Survival After the Reg FD Earthquake: Three Years Later, Pros Learn How to Cope

By Nina Mehta

Also in this article

  • Survival After the Reg FD Earthquake: Three Years Later, Pros Learn How to Cope

The end of the world never came.

But financial professionals were predicting dire consequences almost three years ago when a controversial new rule went into effect.

Now Regulation Fair Disclosure (Reg FD), which was enacted into law in October 2000, has achieved many of its goals. Reg FD banned public companies from making selective and unfair disclosures of material nonpublic information to securities analysts, favored investors and other market pros.

Material information now is simultaneously disclosed to all investors. In a record comment period, 6,000 letters were received by the Securities and Exchange Commission.
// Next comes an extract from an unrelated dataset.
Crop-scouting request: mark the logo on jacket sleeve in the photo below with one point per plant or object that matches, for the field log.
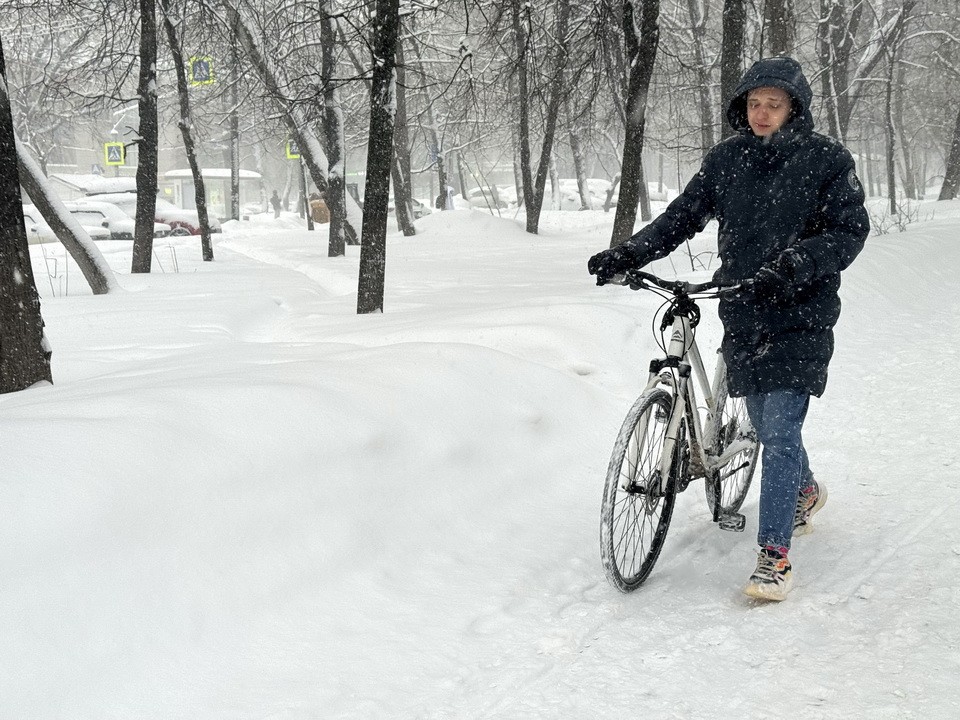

Much of the controversy has been forgotten. Nevertheless, some critics still claim that Reg FD reduces the flow of available information. That means analysts have a more difficult job. These critics also contend that stocks are now more volatile during earnings periods and major announcements.

But there is little doubt that Reg FD leveled the playing field, according to some observers. "There are not as many whisper numbers and rumors going round as there were before," said Kit Case, associate research director at Southwest Securities, a part of SWS Group, in Dallas.

The hostility also waned because many pros learned to survive with Reg FD. "The SEC staff is used to dealing with the-end-of-Western-civilization kind of comments and, lo and behold, traders will tell you it will put them out of business," said Sam Scott Miller, a securities industry attorney at Orrick Herrington & Sutcliffe LLP in New York.

Another reason the regulation was taken in stride: It wasn't too drastic a step for sophisticated, responsible firms. Lee Pickard, a partner in the securities law firm Pickard & Djinis in Washington, D.C., says Reg FD was not a radical step. "It's not a quantum jump from where we were and not a new codification of law, it's been a very successful remedial step," said Pickard, a former director of the SEC's Division of Market Regulation. But, he notes, Reg FD put the kibosh on companies currying favor with research analysts. Many of these analysts, working with institutions, had received peferential access.

Overall, Reg FD has standardized the way companies deal with sellside analysts. Its mandates have been imported into the policies of most public companies. Earnings releases and other major announcements are now typically webcast live. Bankers no longer sit through an issuer's analyst meetings. If material information is inadvertently disclosed, companies are usually prompt about issuing a press release, or filing a Form 8-K with the SEC.

Still, Reg FD is subject to varying interpretations. As a result, it has had unintended consequences, according to Artie Pacheco, senior managing director in the equities division at Bear Stearns. Senior management is providing less industry and company-specific color', he says. "It has made it more difficult for analysts to do their job, to process information and to provide it to clients," he added.

Others concur. But in the current climate of corporate scandals there's little sympathy for sellside analysts who must work harder. Channel checks and other third-party checks on the companies covered by analysts have always been mandatory. In addition, there are enormous amounts of public information available in annual and quarterly reports, SEC filings and in the financial media.